Beginning to suspect that my philosophy that ‘the only two real writing tips you need are to read a lot and write a lot’ is missing a third secret component, being that the reading benefits from being both fiction and nonfiction, regardless of what you’re writing. Long meandering musings below cut expand at own risk
[[MORE]]I best refrain from using second person because this is I suppose a matter of personal taste and how I’ve realised my brain works, as a tragically uncreative person, but reading theory–which consists of attempts to light and taxonomise the abstract shadows beneath the water, the quintessence of all writing–teaches me how to organise and develop my ideas. My writing is becoming more coherent than before. It’s easier to figure out exactly what I’m trying to say in a given piece of writing. This also makes writer’s block so much less torturous. It does sometimes slow down, but mostly to give way for problem solving. I can work from abstraction into concrete, which prevents me from getting stuck on events unfolding in a certain way, and from being reluctant to scrap scenes, as they’ve served their purpose in the sense that failing to argue for something teaches you more about your position. Cool plot or worldbuilding ideas fall flat for me without a strong thesis. Making it exist isn’t enough, I have to prove why it matters. Otherwise why are you reading, why am I writing? Because it’s new? Things are unique as often as they are the same. I don’t want to make things for the sake of a novelty-induced dopamine kick, that is a grind with no discernible goal or endpoint. (That’s part of the reason I quit graphic design/marketing, actually, aside from being unable to settle in the cognitive dissonance of being a mercenary, and the particularly blatant vampirism of the industry, which is being committed by one toward customers and peers, and onto one by peers and employers. Nearly every field is a burnout machine now, but nonetheless. I hate that one in particular with the sort of intensity you have to convert wistfulness into after failed experience). And if theory and philosophy help me figure out what I’m saying, history helps me figure out how to say it. This may be a consequence of me, again, being an unfortunately uncreative person, but I struggle there. Helen Hindpere once gave a fantastic interview for the Platypus Affiliated Society (truly excellent interviewing, too) that is very meaningful to me, and one of the most igniting things she says with regards to writing is this:
All of my writing is inspired by history. I sometimes say that I don’t make things up, I just take them from history and then put them in another context so people pay them more attention. That’s how the entire world of Elysium was created. We just took things out of their contexts, freeing them of the conscious notions and subconscious associations attached to them by applying different names and aesthetics. The hope was that people could see them in a new light, and that is what I usually say I do. But I’m not just writing for myself; I’m writing to communicate ideas. These come from history, about which Kurvitz and I read a lot.
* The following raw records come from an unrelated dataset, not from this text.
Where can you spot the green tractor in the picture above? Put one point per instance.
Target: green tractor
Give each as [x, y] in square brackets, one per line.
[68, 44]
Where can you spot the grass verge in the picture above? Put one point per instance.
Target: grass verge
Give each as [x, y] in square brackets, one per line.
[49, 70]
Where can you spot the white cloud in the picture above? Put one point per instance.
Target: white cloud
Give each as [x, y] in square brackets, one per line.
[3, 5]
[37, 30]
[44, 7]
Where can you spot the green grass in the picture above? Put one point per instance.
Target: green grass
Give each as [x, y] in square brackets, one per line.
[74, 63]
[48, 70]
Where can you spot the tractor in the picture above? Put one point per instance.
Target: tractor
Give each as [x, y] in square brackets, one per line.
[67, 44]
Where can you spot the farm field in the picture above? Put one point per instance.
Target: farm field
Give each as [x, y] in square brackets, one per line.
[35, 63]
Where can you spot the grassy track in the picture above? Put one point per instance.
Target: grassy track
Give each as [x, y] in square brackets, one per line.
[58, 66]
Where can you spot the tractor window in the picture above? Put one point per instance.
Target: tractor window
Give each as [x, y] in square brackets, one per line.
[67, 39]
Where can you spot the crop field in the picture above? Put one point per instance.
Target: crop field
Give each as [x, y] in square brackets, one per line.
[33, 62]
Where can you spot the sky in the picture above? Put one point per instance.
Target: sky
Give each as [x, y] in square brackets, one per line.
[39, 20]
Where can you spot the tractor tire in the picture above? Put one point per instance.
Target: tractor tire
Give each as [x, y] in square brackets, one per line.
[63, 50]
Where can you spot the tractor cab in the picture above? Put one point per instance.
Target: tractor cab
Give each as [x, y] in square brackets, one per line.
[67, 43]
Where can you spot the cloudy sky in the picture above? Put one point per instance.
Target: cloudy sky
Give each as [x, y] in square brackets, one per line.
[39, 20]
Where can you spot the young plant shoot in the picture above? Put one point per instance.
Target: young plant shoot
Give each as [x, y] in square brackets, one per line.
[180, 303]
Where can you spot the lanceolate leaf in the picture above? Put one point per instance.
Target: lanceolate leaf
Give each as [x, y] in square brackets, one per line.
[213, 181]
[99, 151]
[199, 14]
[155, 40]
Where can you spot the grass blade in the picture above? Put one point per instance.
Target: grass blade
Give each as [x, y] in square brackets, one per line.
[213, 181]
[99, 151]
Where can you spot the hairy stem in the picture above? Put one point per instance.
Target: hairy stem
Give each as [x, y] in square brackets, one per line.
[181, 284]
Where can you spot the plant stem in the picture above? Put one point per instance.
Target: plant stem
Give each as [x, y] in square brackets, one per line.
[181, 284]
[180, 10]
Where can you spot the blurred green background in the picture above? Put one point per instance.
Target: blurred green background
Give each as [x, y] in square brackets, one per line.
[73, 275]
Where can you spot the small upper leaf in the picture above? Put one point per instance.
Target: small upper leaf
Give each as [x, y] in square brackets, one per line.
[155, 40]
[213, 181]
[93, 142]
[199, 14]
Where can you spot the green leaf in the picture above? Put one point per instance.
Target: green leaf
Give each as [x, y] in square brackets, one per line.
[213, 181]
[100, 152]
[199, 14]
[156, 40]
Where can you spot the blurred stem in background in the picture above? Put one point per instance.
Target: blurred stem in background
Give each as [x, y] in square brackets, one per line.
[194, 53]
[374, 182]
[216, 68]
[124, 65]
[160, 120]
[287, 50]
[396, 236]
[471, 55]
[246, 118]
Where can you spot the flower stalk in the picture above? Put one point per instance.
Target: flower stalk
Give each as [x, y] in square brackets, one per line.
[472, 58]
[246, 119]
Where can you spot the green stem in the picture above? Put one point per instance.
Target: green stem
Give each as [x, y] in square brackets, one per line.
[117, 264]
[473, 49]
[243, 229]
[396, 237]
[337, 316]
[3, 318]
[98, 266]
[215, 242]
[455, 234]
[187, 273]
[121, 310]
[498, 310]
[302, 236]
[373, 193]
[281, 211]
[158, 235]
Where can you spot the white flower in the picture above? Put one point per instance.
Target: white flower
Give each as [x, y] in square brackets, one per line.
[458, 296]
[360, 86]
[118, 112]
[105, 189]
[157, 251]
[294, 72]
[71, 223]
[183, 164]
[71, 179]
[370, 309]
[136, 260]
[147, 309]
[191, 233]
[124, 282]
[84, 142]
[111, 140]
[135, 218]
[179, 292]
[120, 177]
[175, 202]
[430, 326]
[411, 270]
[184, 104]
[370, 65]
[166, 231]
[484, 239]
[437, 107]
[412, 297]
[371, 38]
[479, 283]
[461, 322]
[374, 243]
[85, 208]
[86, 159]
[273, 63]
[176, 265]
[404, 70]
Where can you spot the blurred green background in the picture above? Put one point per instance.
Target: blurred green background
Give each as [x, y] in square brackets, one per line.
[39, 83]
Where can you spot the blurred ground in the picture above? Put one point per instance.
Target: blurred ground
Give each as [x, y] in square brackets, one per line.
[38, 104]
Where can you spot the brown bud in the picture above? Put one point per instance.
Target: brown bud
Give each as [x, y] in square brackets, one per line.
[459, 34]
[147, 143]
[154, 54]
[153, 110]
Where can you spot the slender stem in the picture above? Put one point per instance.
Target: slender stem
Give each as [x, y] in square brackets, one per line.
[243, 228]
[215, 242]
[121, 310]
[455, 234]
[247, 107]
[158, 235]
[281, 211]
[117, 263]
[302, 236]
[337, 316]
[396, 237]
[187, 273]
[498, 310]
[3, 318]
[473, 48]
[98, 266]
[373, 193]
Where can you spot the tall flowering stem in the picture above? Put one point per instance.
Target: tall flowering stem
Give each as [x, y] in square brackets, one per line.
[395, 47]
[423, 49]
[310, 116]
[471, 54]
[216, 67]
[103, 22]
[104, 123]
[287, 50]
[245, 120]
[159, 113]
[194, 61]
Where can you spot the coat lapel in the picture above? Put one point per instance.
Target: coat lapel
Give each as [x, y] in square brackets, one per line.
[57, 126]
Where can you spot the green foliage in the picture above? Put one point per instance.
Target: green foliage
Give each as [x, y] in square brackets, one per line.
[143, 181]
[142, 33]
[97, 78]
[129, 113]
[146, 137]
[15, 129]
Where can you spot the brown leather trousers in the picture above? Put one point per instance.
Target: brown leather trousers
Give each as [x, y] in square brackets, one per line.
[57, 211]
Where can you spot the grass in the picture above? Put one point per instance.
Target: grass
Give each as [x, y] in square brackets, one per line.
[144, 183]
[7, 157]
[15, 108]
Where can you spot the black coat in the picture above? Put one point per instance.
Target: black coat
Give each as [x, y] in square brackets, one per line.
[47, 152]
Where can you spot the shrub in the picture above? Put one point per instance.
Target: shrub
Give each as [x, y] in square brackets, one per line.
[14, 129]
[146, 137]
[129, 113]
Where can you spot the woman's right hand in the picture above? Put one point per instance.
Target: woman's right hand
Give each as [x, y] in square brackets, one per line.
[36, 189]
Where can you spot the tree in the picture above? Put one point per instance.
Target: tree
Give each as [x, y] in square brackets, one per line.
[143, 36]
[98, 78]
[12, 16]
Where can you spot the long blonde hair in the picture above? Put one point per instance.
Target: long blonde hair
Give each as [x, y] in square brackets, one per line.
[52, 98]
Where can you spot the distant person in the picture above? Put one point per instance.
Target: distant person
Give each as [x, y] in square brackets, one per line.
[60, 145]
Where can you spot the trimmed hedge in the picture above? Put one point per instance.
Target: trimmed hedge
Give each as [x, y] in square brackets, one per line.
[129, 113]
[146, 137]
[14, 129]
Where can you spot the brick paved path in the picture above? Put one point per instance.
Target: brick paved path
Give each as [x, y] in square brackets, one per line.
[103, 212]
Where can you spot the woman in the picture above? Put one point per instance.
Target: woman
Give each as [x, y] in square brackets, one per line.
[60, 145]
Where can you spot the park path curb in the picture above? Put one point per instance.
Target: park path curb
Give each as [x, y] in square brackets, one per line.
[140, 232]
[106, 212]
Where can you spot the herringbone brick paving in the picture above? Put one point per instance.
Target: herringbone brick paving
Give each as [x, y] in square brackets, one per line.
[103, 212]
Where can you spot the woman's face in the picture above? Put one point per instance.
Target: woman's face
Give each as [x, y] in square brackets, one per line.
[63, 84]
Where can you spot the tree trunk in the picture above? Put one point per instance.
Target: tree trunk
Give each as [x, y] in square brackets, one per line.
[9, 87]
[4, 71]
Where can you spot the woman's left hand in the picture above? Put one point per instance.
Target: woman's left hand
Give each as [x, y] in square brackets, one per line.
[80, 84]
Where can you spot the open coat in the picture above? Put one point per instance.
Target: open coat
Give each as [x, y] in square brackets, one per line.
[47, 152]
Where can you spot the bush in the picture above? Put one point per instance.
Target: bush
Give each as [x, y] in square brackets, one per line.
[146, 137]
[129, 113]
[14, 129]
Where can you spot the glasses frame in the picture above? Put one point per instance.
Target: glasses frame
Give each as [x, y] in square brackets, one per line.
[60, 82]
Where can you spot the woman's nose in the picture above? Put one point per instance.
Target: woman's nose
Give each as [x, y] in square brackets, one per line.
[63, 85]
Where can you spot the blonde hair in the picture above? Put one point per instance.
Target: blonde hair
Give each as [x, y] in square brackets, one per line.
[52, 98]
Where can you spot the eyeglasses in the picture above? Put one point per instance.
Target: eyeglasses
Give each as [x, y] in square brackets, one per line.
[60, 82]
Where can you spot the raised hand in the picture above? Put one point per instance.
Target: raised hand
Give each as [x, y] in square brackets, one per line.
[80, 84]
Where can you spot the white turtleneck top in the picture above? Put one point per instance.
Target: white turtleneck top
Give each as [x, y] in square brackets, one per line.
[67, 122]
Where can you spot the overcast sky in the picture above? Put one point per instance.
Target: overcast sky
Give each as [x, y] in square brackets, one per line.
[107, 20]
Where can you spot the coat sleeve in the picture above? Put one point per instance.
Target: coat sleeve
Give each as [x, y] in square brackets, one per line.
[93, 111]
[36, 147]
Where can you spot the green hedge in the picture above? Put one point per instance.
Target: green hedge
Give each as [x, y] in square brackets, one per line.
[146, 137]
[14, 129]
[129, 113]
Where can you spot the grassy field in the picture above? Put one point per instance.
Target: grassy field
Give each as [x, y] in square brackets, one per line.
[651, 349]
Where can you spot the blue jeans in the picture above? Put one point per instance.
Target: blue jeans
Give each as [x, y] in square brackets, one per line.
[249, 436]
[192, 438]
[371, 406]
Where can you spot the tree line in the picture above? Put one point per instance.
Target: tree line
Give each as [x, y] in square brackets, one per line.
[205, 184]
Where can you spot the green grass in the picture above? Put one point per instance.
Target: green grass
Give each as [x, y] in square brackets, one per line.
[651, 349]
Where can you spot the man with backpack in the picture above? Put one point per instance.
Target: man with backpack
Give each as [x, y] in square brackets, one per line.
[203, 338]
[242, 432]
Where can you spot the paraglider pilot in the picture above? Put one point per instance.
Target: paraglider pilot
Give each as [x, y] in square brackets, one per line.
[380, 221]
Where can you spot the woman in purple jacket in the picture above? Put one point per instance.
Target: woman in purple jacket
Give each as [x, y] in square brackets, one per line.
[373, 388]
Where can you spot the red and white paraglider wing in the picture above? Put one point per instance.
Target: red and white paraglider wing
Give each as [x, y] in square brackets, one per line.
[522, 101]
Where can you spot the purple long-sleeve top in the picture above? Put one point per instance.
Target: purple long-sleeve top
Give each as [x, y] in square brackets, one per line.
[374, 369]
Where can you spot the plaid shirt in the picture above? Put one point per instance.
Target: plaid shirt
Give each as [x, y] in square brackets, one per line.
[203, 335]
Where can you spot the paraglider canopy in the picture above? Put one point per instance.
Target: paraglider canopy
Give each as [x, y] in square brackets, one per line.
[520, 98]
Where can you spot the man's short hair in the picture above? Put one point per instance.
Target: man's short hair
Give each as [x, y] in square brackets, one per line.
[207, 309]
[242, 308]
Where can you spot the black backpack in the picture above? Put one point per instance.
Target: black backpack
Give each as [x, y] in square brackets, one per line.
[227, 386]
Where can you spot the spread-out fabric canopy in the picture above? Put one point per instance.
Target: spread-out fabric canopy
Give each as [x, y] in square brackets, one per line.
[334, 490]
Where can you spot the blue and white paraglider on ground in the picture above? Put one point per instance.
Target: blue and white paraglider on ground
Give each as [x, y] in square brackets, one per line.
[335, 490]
I think she put words to a place I’ve been trying to reach as long as I’ve been writing, and in the way of all excellent writing, she shone a light onto a shadow here, to make you go 'of course! This is, obviously, what it’s been all along!’ I think so much of the success of DE, not commercially but creatively, communicatively, is down to its writers being drawn to theory: a desire to truly engage with and understand, and versed in theory: having this internal framework for how to structure ideas both individually and then among themselves. (The thought cabinet being a from-scratch invention still blows my mind, and the way the skills are constructed and expressed is one of my favourite parts. Rhetoric is my favourite: the remark that being able to argue for something is separate from being correct, and that always striving to be correct stunts you.)
That, the understanding and engagement, is the difference between copying established canon in a way that legitimises you by proxy, and being able to build on it in a way that contributes something to the canon. (Some of the vampirism I mentioned earlier was this: creativity can get so incestuous. You can make a moodboard with unique and intriguing visual references and the visual you will end up creating is nothing more interesting than 'something that fits harmonically within this moodboard’. Are you making or copying? Is realism/believability creativity or merely a skill? Funnily, in uni we didn’t read Baudrillard, we read works that referenced and summarised Baudrillard. Writes itself.)
The difference between art as an attempt to subtly rephrase something somebody said before you that everyone agreed with lest you seem stupid when the conversation reaches your turn, and art as an attempt to engage with the conversation out of true interest, is at the core of improved writing. You can read endlessly and write endlessly but without the third, essential component, understanding, you risk turning yourself into a copy machine. And I think theory forces one to think in a way that is optional in a lot of other writing.